If you prefer to maintain the integrity of your front bumper or are not particularly savvy with power tools, there are other easier options.

  1. An adhesive mounting bracket is a mounting bracket that uses a strong adhesive to directly adhere to the front bumper. Be advised, not all mounting bracket are universal, so make sure to do your research online and with your local automotive prior to purchasing.

  2. A tow hook bracket attaches the mounting bracket to the tow hook anchor, which is usually located on the left or right side of the front bumper. Installation is generally an easy process and only requires a little elbow grease to screw in the tow hook stud and a screwdriver for the bracket. Note, not all vehicle have a tow hook anchor so double-check if your vehicle is equipped with this feature before purchasing the bracket.

  3. A magnetic mount uses strong magnets to attach the mount to the front bumper.

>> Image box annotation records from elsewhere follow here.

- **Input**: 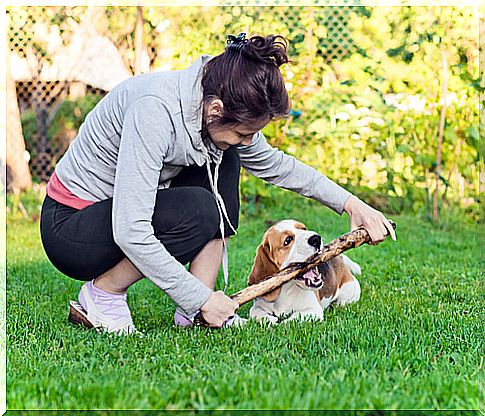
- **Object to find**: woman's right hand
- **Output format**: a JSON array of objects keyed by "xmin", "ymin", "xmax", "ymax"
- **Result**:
[{"xmin": 200, "ymin": 290, "xmax": 239, "ymax": 328}]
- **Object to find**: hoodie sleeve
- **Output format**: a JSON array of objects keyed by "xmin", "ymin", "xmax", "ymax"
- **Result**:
[
  {"xmin": 238, "ymin": 132, "xmax": 352, "ymax": 214},
  {"xmin": 112, "ymin": 96, "xmax": 212, "ymax": 314}
]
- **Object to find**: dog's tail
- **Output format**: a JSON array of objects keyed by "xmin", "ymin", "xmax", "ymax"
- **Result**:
[{"xmin": 342, "ymin": 254, "xmax": 362, "ymax": 275}]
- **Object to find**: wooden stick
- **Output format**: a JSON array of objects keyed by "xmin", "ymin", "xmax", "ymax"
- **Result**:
[{"xmin": 194, "ymin": 221, "xmax": 396, "ymax": 326}]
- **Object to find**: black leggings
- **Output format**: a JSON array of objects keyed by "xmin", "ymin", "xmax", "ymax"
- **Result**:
[{"xmin": 40, "ymin": 148, "xmax": 240, "ymax": 280}]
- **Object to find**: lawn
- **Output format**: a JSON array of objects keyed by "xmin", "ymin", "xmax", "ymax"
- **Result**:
[{"xmin": 7, "ymin": 193, "xmax": 484, "ymax": 409}]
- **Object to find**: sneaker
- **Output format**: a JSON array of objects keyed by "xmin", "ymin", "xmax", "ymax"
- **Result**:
[
  {"xmin": 173, "ymin": 308, "xmax": 248, "ymax": 328},
  {"xmin": 69, "ymin": 281, "xmax": 142, "ymax": 335}
]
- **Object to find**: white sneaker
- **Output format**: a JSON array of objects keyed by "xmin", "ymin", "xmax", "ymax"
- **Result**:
[{"xmin": 69, "ymin": 282, "xmax": 143, "ymax": 335}]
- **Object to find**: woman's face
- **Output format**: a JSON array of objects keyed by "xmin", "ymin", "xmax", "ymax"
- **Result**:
[{"xmin": 207, "ymin": 124, "xmax": 264, "ymax": 150}]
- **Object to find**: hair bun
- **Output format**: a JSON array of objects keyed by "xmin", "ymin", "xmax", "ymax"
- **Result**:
[{"xmin": 240, "ymin": 35, "xmax": 289, "ymax": 67}]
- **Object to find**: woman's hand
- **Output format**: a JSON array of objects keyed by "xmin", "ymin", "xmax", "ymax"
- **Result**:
[
  {"xmin": 200, "ymin": 290, "xmax": 239, "ymax": 328},
  {"xmin": 344, "ymin": 195, "xmax": 396, "ymax": 244}
]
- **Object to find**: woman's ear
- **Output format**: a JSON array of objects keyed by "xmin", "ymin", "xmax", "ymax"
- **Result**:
[
  {"xmin": 248, "ymin": 240, "xmax": 281, "ymax": 302},
  {"xmin": 207, "ymin": 98, "xmax": 224, "ymax": 117}
]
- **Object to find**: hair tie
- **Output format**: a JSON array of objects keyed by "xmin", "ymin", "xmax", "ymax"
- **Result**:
[{"xmin": 226, "ymin": 32, "xmax": 248, "ymax": 49}]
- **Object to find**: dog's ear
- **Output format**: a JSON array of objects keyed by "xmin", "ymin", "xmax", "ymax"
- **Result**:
[{"xmin": 248, "ymin": 239, "xmax": 281, "ymax": 302}]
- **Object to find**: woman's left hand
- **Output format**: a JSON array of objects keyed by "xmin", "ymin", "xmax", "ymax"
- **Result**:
[{"xmin": 344, "ymin": 195, "xmax": 396, "ymax": 244}]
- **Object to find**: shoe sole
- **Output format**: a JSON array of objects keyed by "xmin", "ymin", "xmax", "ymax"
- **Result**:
[{"xmin": 68, "ymin": 300, "xmax": 94, "ymax": 329}]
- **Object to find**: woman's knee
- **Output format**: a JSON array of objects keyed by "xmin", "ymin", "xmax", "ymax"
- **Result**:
[{"xmin": 191, "ymin": 187, "xmax": 220, "ymax": 240}]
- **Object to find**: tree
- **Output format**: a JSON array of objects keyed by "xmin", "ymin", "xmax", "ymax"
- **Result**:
[{"xmin": 7, "ymin": 49, "xmax": 32, "ymax": 190}]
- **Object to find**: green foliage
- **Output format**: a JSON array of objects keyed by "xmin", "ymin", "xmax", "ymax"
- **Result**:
[
  {"xmin": 9, "ymin": 6, "xmax": 478, "ymax": 219},
  {"xmin": 20, "ymin": 94, "xmax": 102, "ymax": 176}
]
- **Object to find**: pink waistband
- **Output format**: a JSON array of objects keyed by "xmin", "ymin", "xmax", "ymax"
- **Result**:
[{"xmin": 46, "ymin": 172, "xmax": 94, "ymax": 209}]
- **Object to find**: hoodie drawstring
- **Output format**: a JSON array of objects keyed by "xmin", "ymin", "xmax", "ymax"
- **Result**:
[{"xmin": 205, "ymin": 158, "xmax": 237, "ymax": 292}]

Fines and Penalties for No Front License Plate

If you would prefer to keep your vehicle’s front end looking pristine and sleek, then you do have another option if you do not mind the risk and expense associated with being ticketed by local law enforcement.

The financial consequence for the infraction is dependent on the state in which you reside but typically varies between $75 to $200. Just a reminder, each time you are pulled over for violating front plate laws, you will have to pay the fine which can add up to a hefty sum in the long run.

Getting a Custom Front License Plate when Permitted

If you’re in a one plate state and you are wanting to add some pizazz and personality to your car, a custom license plate on your front bumper is a great way to do it! Personalized license plates online range from state flags and the American flag to monogram letters and flowers to LED plates with color changing light and electronic plates you can program!

Although the vanity plate world is your oyster, just make sure to keep it in good taste because police officers and other drivers may not appreciate the creative inappropriateness that you have put on your car.

To get some ideas, Pinterest is a great place to start. Once you have an idea in mind, a couple places we recommend checking out for customized plates, car accessories and products, and license plate frames:

  • Everyone’s favorite: Amazon. There are hundreds of different options, varying prices, and fast shipping available!

  • Etsy is a worldwide marketplace full of driven and creative business owners that offer vanity license plates that you can customize based on color, font, words and design.

  • Build a Sign is another online seller that offers license plate templates and bumper stickers you can customize.